Chattodo tech stack and security

Tech stack for mobile

1. Java for Android (client side)

2. Firebase Real-time DB: For communication (messaging) and real time data changes.

3. Cloud Functions: For triggers and notifications.

4. Mongo for external server where backup of data stored on firebase is taken. (Currently using an aws server to manage the same)

5. FCM (Firebase Cloud Messaging) : to manage notification updates [push and client to client].

A note on how security is managed in firebase real time environment.

Firebase Realtime Database Rules determine who has read and write access to your database, how your data is structured, and what indexes exist. These rules live on the Firebase servers and are enforced automatically at all times. Every read and write request will only be completed if your rules allow it.

The Firebase Realtime Database provides a full set of tools for managing the security of your app. These tools make it easy to authenticate your users, enforce user permissions, and validate inputs.

Firebase-powered apps run more client-side code than those with many other technology stacks.

The Firebase Realtime Database handles many other security details. For example, they use SSL with strong 2048 bit keys for certificates.

Authentication
A common first step in securing the app is identifying users. This process is called authentication. We use Firebase Authentication to have users to sign in to our app. Firebase Authentication includes drop-in support for common authentication methods like Google and Facebook, as well as email and password login, anonymous login, and more.

User identity is an important security concept. Different users have different data, and sometimes they have different capabilities. For example, in a chat application, each message is associated with the user that created it. Users may also be able to delete their own messages, but not messages posted by other users.

Authorization
Identifying your user is only part of security. Once you know who they are, you need a way to control their access to data in your database. Firebase Database Rules allow you to control access for each user.

{
 “rules”: {
 “foo”: {
 “.read”: true,
 “.write”: false
 }
 }
}

The Firebase Database Rules include built-in variables and functions that allow you to refer to other paths, server-side timestamps, authentication information, and more. Here’s an example of a rule that grants write access for authenticated users to /users/<uid>/, where <uid> is the ID of the user obtained through Firebase Authentication

{
 “rules”: {
 “users”: {
 “$uid”: {
 “.write”: “$uid === auth.uid”
 }
 }
 }
}

Data validation
The Firebase Realtime Database is schemaless. This makes it easy to change things as you develop, but once your app is ready to distribute, it’s important for data to stay consistent. The rules language includes a .validate rule which allows you to apply validation logic using the same expressions used for .read and .write rules. The only difference is that validation rules do not cascade, so all relevant validation rules must evaluate to true in order for the write to be allowed.
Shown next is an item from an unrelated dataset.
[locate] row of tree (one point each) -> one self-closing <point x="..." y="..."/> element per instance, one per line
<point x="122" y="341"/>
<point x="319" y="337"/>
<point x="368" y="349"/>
These rule enforce that data written to /foo/ must be a string less than 100 characters

{
 “rules”: {
 “foo”: {
 “.validate”: “newData.isString() && newData.val().length < 100”
 }
 }
}

Refer the link below for more on security rules in firebase real time DB

Note -: We may also use the following as we scale —

1. XMPP — The Extensible Messaging and Presence Protocol, a set of open technologies for instant messaging, multi-party chat, voice and video calls. XMPP servers allow us to transfer/receive messages between devices.

2. Smack Api — A highly modular and portable open source XMPP client library, written in Java, for Android. Used to send and read messages from the XMPP server.